2024-05-24
The EU AI Act passed - what UK charities need to know
The UK isn't subject to the EU AI Act. But its risk-based framework is the most useful thinking tool we've seen for charities trying to work out which AI use cases need governance and which just need common sense.
The EU Council gave final approval to the AI Act on 21 May 2024, completing a legislative process that began with the European Parliament's 523-46 vote in March. It will be published in the Official Journal this summer and enter into force in August. It's the world's first comprehensive AI law.
The Act uses a risk-based framework with four tiers: prohibited (social scoring, real-time biometric surveillance in public spaces), high-risk (AI in employment, education, law enforcement, critical infrastructure), limited risk (chatbots, deepfakes requiring transparency), and minimal risk (spam filters, AI in games, largely unregulated). Enforcement is phased: prohibited practices are banned from February 2025, obligations for general-purpose AI models apply from August 2025, and full enforcement begins August 2026.
The UK government has taken a different approach, opting for sector-led, principles-based regulation rather than comprehensive legislation. So you might reasonably ask: why should UK charities care?
Why the framework matters more than the law
Most charities we work with are trying to figure out which AI use cases to pursue and which to be cautious about. The EU's four-tier risk model is a practical thinking tool for that, regardless of whether it applies to you legally.
Using ChatGPT to draft a newsletter, summarising meeting notes, generating social media posts: these are minimal risk. They involve no personal data about beneficiaries and the outputs are low-stakes. Basic good practice is sufficient. If your charity uses a chatbot on your website, that's limited risk; visitors should know they're talking to AI. Using AI to assess beneficiary needs, triage service requests, or inform decisions about vulnerable people is high risk and needs impact assessments and proper human oversight. Most charities aren't doing this yet, but as AI adoption grows, more will.
The honest observation is that most AI use cases charities are likely to pursue right now fall comfortably into the minimal or limited risk categories. The legislation was quite flat in order to get through, and the delineation between tiers is fairly obvious. So the framework doesn't tell you much you couldn't work out for yourself. What it does do is give you a structure for the conversation, a way to say "we've thought about this proportionately" rather than either ignoring risk entirely or applying the same heavy governance to everything.

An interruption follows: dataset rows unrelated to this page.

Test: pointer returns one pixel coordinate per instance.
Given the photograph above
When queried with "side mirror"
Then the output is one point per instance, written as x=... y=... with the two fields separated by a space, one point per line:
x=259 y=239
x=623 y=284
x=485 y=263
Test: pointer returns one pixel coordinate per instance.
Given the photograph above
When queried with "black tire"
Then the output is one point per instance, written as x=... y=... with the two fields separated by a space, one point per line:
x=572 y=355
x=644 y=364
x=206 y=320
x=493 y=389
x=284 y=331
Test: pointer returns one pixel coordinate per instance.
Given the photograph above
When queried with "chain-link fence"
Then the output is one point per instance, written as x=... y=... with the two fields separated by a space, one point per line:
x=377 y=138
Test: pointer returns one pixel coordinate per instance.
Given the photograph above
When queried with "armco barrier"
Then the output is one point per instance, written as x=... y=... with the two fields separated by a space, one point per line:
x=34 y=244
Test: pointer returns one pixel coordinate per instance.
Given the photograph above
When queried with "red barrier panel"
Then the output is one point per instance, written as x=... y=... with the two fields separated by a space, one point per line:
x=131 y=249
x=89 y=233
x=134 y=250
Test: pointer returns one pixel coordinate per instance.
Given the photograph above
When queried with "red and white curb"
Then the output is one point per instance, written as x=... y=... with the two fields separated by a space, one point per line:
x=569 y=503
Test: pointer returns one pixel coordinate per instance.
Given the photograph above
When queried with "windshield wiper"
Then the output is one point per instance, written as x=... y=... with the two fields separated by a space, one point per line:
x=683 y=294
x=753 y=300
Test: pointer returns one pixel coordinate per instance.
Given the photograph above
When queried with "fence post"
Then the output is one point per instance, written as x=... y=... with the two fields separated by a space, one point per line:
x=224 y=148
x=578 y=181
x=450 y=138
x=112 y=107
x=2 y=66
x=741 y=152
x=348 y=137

There's also a direct legal angle for some charities. Any charity processing personal data of EU residents through AI systems may fall within scope, similar to how GDPR applies to UK organisations serving EU individuals. Charities with European programmes, partners, or beneficiaries should check whether their AI use cases are caught, and get specific legal advice rather than guessing.
The UK isn't a regulation-free zone
The UK's approach of not legislating doesn't mean anything goes. The ICO's data protection framework, the Equality Act, and existing sector regulation all apply to AI use. The absence of an AI-specific law doesn't mean an absence of rules. It means the rules are scattered across different regulators, which is arguably harder to navigate than a single comprehensive Act.
And the current approach won't last forever. When UK regulation does arrive, it will probably draw on elements of the EU framework. Charities that have already thought about risk-based AI governance will be better placed than those scrambling to comply.
If you're developing or updating an AI policy, the four-tier model gives you a ready-made structure for proportionate governance. You don't need a formal regulatory assessment. A simple table listing each AI use case with its risk level and the governance you have in place is enough to start.